José Manuel Fragoso estava tão entusiasmado como Franco Nogueira na concretização do plano que tinham decidido confiar-me, mas mantinha dúvidas quanto à realização por recear o impacto das já desencadeadas pressões americanas. Acrescia que, internamente, a extrema-direita se movimentaria contra tal abertura acusando-se, mesmo, o ministro de ser influenciado por "razões conjugais". Efectivamente a mulher de Franco Nogueira (a Verinha) era chinesa e filha de um diplomata que depois da revolução havia sido condenado à morte e tivera pena reduzida para 12 anos de prisão, sendo indultado depois de haver cumprido 5. Vivia em Xangai como professor de línguas. Só por calúnia ou manobra política, se podiam envolver os problemas familiares neste grave assunto.

Ao corrente do planeado estava o prof. Adriano Moreira, que já defendera atitude semelhante (em 1961) quando da invasão de Goa pela União Indiana. Entendia não se dever abandonar esta última oportunidade mas duvidava que houvesse decisão para o fazer.

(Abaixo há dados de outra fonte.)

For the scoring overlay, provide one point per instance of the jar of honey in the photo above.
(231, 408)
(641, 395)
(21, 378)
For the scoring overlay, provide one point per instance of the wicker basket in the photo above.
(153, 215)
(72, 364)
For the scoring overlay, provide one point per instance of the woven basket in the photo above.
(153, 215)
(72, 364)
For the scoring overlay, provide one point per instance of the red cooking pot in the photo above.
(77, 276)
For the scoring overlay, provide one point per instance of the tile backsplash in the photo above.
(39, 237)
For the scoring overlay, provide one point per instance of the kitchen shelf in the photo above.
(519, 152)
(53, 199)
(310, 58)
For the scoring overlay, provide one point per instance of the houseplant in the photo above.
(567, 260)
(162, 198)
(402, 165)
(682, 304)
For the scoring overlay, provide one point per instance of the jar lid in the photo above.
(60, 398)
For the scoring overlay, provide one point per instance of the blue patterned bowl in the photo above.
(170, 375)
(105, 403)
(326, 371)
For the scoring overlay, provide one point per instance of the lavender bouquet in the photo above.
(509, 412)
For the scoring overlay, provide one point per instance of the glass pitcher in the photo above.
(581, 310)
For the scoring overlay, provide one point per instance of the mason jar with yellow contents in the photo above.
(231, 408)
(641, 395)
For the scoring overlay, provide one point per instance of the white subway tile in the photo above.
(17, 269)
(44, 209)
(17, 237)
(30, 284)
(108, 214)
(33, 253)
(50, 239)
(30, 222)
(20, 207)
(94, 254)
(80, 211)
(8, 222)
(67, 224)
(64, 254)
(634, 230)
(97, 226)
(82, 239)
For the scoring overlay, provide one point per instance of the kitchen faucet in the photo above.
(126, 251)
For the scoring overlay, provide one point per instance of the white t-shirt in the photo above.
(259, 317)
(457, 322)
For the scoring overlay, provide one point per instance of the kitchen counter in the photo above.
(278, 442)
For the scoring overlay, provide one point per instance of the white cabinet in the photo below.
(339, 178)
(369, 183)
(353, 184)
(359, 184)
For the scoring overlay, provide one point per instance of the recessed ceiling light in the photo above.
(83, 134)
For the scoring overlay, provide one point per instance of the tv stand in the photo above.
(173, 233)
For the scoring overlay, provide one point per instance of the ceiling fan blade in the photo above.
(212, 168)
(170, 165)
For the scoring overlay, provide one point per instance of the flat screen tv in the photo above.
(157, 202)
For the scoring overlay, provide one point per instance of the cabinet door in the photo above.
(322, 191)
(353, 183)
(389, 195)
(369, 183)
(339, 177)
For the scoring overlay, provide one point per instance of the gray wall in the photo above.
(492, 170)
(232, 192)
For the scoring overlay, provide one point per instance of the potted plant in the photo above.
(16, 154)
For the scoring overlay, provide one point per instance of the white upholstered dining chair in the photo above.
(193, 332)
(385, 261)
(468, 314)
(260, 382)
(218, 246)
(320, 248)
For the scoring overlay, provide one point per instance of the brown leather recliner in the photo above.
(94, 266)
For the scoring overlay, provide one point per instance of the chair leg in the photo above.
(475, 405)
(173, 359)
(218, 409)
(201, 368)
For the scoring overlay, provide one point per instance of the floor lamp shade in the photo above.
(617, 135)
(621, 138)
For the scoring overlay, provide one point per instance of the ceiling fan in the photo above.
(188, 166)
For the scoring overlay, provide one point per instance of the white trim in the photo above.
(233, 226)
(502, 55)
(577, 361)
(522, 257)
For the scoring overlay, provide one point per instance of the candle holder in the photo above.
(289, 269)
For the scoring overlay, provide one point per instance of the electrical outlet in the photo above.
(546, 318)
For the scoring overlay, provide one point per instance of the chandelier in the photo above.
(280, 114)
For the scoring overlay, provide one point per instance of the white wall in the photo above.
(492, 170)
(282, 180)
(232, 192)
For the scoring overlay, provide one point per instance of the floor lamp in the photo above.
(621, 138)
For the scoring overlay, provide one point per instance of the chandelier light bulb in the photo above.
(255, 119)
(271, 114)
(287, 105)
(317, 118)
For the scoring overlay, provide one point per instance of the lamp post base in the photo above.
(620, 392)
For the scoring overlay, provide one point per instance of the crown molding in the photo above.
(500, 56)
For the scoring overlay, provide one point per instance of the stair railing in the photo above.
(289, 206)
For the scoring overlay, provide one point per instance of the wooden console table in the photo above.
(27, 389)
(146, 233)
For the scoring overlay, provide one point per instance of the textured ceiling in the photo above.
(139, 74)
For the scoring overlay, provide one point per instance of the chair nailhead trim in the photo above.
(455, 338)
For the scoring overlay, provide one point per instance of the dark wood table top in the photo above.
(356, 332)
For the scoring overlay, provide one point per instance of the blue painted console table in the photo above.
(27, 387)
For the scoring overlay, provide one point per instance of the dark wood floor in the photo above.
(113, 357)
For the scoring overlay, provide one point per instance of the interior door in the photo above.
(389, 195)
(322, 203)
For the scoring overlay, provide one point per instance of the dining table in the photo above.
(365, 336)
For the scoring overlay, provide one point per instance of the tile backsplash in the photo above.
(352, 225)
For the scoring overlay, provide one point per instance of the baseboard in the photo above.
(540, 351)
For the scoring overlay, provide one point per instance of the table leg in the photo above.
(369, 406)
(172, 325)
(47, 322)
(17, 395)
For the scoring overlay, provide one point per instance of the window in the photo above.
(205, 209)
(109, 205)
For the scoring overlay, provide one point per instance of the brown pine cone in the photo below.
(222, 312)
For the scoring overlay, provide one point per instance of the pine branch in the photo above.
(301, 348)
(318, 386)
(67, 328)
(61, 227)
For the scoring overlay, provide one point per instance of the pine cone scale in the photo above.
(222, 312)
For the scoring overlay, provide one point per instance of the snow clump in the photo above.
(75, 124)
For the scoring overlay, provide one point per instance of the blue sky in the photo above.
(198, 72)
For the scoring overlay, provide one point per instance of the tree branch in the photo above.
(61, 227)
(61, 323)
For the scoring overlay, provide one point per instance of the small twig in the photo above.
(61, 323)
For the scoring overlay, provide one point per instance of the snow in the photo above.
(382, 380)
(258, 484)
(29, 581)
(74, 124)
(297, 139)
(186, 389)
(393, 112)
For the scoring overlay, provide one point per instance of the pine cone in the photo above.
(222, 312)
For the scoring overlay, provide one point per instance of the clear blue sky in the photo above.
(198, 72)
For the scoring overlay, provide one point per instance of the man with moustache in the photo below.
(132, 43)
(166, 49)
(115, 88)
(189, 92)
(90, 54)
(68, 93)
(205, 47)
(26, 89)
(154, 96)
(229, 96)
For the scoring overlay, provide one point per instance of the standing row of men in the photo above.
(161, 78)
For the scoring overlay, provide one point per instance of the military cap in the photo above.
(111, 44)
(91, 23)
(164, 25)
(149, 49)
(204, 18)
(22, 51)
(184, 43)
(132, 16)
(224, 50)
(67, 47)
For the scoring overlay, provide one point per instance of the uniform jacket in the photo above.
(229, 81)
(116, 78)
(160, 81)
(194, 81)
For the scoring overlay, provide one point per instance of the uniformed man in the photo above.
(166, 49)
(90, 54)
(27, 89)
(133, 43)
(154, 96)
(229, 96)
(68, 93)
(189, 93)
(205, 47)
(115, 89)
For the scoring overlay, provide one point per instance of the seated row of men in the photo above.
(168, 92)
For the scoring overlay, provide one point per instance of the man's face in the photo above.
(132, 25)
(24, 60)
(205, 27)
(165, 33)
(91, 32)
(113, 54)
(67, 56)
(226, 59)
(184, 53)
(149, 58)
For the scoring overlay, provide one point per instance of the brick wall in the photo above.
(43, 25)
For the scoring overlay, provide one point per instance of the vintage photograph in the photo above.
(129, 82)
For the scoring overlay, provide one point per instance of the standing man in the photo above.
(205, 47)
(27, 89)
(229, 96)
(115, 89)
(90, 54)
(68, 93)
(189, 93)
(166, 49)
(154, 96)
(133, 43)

Escudo de Armas da Índia Portuguesa



Enquanto passavam os dias e Franco Nogueira não me transmitia instruções concretas, as minhas apreensões iam-se agravando. Tinha conversado com o Ministro da Defesa Nacional (Gen. Gomes de Araújo) e com o Ministro das Finanças (Prof. Pinto Barbosa) que eram muito da minha intimidade. Havia-os encontrado apreensivos sobre a possibilidade de se manter o esforço de guerra no Ultramar sem a decidida ajuda, indirecta, americana.

Chegámos, assim, ao dia 20 de Fevereiro (levava eu duas semanas em Lisboa) sem que o Ministro dos Estrangeiros obtivesse uma decisão do Doutor Salazar apesar de com ele haver trabalhado em duas oportunidades.

Para mim isso não era bom sinal, com certeza. O José Manuel Fragoso pensava da mesma forma e estava desalentado.

Com a concordância de Franco Nogueira decidi-me a telefonar directamente ao Presidente do Conselho que, sem demora, me marcou uma entrevista. Tratados outros assuntos (com dominância para o caso do Malawi) apresentei-lhe frontalmente o problema que me tinha feito vir até Lisboa.

Foi evasivo, não argumentou com clareza habitual e ficámos em que eu regressaria a Moçambique para onde me comunicaria, logo que possível, as decisões que viesse a tomar. Recomendou-me que, quando tivesse tempo, continuasse a estudar os problemas chineses pelos quais tanta predilecção evidenciava.

Assegurou-me, de bom humor, que eu seria o primeiro embaixador em Peking se um dia houvesse relações diplomáticas.

Franco Nogueira e José Manuel Fragoso ficaram desolados. Muito congeminámos sobre as razões que teriam levado o Presidente Salazar, contra os seus hábitos, a recuar sobre uma decisão tomada. Repetidas vezes o voltámos a fazer depois e nunca topámos com uma explicação completa.

Para mim, fora de dúvida, a pressão americana deveria ter sido tremenda. Só nunca saberei a que argumentos e meios recorreram (ob. cit., pp. 69-53 e 61-66).